Tue Feb 2 19:18:42 EST 2016

Hello,

> > If I am understanding what you guys are saying correctly, this would cause everything to get punted to the CPU until a new hardware shortcut is created, and in the meantime - since our entire channel lineup is in there - this would hammer the DoS protection mechanism?
>
> Yes, if ingress interface does not match, they will be punted.

Okay, thanks

> > Can the rate at which the joins are sent out be slowed? I can live with a bit of a delay on the channels coming back to life, but not with the entire slot getting blackholed...
>
> What do you mean 'entire slot being blackholed', do you mean losing unrelated control-plane stuff, like BGP/ARP etc?

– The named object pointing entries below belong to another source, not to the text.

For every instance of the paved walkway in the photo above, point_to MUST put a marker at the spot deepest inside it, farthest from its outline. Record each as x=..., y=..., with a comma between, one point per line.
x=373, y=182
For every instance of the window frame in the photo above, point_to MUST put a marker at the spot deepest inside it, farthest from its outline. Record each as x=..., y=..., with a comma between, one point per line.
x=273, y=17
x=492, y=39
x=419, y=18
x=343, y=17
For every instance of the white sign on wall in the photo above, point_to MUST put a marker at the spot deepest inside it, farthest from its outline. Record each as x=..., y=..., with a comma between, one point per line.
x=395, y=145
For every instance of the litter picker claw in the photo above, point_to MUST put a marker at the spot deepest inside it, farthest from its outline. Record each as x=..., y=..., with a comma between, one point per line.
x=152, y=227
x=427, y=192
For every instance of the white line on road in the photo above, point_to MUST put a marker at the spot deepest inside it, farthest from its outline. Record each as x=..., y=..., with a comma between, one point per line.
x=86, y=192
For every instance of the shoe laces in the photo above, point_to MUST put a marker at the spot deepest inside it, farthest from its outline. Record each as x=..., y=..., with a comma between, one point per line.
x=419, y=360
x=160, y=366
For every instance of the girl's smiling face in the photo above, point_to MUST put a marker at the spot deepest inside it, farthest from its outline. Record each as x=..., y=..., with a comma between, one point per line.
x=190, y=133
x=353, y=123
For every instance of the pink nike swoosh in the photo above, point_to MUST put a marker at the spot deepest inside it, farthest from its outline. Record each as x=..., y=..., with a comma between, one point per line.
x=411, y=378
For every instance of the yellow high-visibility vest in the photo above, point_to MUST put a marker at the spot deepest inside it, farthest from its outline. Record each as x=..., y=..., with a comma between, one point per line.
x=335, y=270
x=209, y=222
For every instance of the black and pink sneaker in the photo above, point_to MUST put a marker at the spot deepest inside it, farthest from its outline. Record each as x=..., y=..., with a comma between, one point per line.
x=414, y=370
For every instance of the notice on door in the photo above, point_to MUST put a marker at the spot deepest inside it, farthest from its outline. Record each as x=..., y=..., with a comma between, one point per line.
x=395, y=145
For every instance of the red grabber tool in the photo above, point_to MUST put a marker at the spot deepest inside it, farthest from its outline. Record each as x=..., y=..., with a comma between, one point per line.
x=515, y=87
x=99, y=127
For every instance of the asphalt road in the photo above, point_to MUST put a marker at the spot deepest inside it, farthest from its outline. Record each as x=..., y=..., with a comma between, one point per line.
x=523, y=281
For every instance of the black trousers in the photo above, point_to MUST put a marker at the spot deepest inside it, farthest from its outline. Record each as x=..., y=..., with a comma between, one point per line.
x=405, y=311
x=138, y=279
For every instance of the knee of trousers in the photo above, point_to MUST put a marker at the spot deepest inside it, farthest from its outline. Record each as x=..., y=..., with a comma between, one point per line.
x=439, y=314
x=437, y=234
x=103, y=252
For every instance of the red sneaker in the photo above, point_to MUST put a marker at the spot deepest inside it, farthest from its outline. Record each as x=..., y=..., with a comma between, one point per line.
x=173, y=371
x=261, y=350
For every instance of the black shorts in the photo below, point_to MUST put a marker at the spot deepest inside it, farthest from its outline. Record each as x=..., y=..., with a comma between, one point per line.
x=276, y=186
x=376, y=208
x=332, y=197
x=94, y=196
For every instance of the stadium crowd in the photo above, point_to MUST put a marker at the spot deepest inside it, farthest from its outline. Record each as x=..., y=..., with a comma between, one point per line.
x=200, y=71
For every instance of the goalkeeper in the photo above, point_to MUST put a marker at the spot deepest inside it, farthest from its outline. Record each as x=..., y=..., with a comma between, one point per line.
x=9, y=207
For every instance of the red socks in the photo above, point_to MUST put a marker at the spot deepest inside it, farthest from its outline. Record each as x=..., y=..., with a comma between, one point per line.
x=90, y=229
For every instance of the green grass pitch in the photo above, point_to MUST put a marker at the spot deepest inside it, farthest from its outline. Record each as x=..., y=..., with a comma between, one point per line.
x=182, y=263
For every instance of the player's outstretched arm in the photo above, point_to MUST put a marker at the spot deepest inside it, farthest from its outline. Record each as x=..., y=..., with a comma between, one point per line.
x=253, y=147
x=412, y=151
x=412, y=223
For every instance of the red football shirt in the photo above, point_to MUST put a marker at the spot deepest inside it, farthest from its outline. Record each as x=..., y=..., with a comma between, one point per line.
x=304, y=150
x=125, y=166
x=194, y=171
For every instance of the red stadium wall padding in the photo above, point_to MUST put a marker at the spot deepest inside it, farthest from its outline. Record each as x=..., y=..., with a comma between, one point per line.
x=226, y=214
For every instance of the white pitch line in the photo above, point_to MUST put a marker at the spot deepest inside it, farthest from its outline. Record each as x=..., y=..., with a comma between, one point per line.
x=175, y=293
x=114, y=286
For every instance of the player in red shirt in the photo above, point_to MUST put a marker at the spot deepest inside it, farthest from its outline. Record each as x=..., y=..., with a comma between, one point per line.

Yes, on the entire MPC I will see unrelated control plane protocols bounce, eg. spanning-tree. If I recall correctly some protocols are handled by the TRIO chips, right? I don't see any of my BFD-managed ISIS adjacencies drop.

> If yes, just limit the mcast resolve to something reasonable 100pps should be plenty, provided we're not competing with  actual attack traffic.
>
> I would start with ddos-protection fixes and see if it behaves better with more restricted punting.

I assume you're referring to "set forwarding-options multicast resolve-rate", right?

> Further research might involve figuring out if both MX boxes have multicast state with source towards the local EX port, and clients subscribed. So that no convergence is needed.

Interesting concept! Doesn't bother me at all, we like the idea of having our multicast available everywhere anyway.

> It wasn't obvious to me what kind of negative impact you observe when the EX-EX link goes down. How are you now stopping loop in the EX network? You have direct physical link between them, then you have l2circuit as well? But it looks like you're not carrying BPDU over the l2circuit? So if you rely on STP, I'm not entirely sure how the L2 redundancy works, which port is normally being blocked? The actual physical link between switches or the link via l2circuit, since my first guess would be that there would be L2 loop in the topology and nothing to stop it, so I'm not sure I understand why it works at all.

I'm in the habit of running VSTP for everything (the Cisco half of my brain keeps trying to type rapid-pvst+) that isn't a two-port affair. BPDUs are definitely making it through, everything checks out. The paths over the l2circuits are normally blocked via increased interface cost.

One of the VLANs carried as an l2circuit by the MXes between the EXes is actually not spanning-tree controlled, but a "backup" PIM interface. Essentially a clone of the EX-EX direct link, but with higher metric. Unlike the other VLANs this one always has the PIM and BGP adjacency sending traffic over it. The ddos-protection resolve-mcast4 action trips when multicast is slammed over that or one of the VSTP-managed VLANs transitions to a forwarding state.

I can do up a diagram if that would help. I'm really not sure how I'd explain this to JTAC and wanted to get some real-world experience from guys who are working with this stuff.

Thanks for all your help!

Ross